Projects

In a page like this you usually would find a description of current and past projects, with beautiful words about the relevance and the significance of these projects (even when they are completely irrelevant and useless) for the future of computer science and of the whole humanity, and with some links to project sites.

I am not breaking this unwritten rule, so ...

Gamma

This project is a joint activity with Dario Colazzo, currently at LRI, France. The research activity started in the last quarter of 2004 as a collateral research project and rapidly became my principal research activity (even if completely unfunded).

The basic idea of the project is to study the problem of maintaining schema mappings in XML p2p systems (and in data exchange systems too), so to develop techniques for automatically discovering corrupted mappings. This problem is very important, as query answering depends on the quality of schema mappings.

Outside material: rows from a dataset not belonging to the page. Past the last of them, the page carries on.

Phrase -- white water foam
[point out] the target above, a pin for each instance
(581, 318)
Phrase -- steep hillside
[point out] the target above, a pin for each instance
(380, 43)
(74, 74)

For further information about Gamma, click here.

Our first approach, presented at PlanX 2005 and described here, was to derive the correctness of a mapping from the correctness of rewritten queries over the target schema: if a query Q1 on S is rewritten by a mapping m into a query Q2 over T, and Q2 does not match T, then m is for sure incorrect.

This approach, even if very simple, has two main drawback. First, it is not complete, as some errors cannot be captured. Second, it depends on the query answering algorithms, hence it is computationally very expensive. To overcome these issues, we developed a second approach, presented at DBPL 2005 and described here, which is complete (ALL errors are captured) and is (almost) tractable. The basic idea of this technique is to infer (once) the output type of a mapping and to compare it with the target schema, according to a type projection relation. Type projection checking is in PTIME, while type inference for our mapping language is exponential.

We have just completed a formal study of type projection, and we are currently trying to apply this operation to a data exchange setting.

XPeer

XPeer is a peer-to-peer (p2p) system for sharing and querying XML data. The system is being developed by the Database Group of the Computer Science Department of University of Pisa in the context of the Italian FIRB Grid.IT project.

XPeer was initially outlined (in the first half of 2003) as a tool to perform resource discovery in a grid infrastructure (if you are wondering why so many grid projects are receiving so much money in Europe, I am doing the same). The basic idea was to associate each resource in a grid environment with a short XML description, and to use XPeer to process simple XML queries on the resulting XML distributed database, so to overcome the limitations of existing resource discovery systems for Grid platforms, which are essentially based on LDAP.

From the second half of 2003, we started reshaping the system to make it more interesting from a scientific point of view: we transformed XPeer in a full-fledged p2p database system, so to support complex XML queries (the FLWR core of XQuery) in a rather chaotic and unstable environment, where peers are free to do what they want. In particular, we designed XPeer as a self-configuring system, able to self-manage its overlay network, so to adapt to changes in the workload as well as in the topology of the peer network, which was assumed to be very dynamic.

This assumption was one of the biggest mistakes we made (in particular, I made) in the design of XPeer. While mapping-based systems like Piazza set the mark, we dropped schema mappings from our system, as they were too expensive to manage in a dynamic environment.

We spent about one year in designing the architecture and the protocols of the system (changing both of them many times), so the implementation really started in the late summer of 2004. This was the second biggest mistake we made.

After one year of hard implementation work, and after many rejected papers, XPeer implementation is almost completed. By the second quarter of 2005 the Database Group should be able to start the deployment of the system as well extensive experiments on its behavior.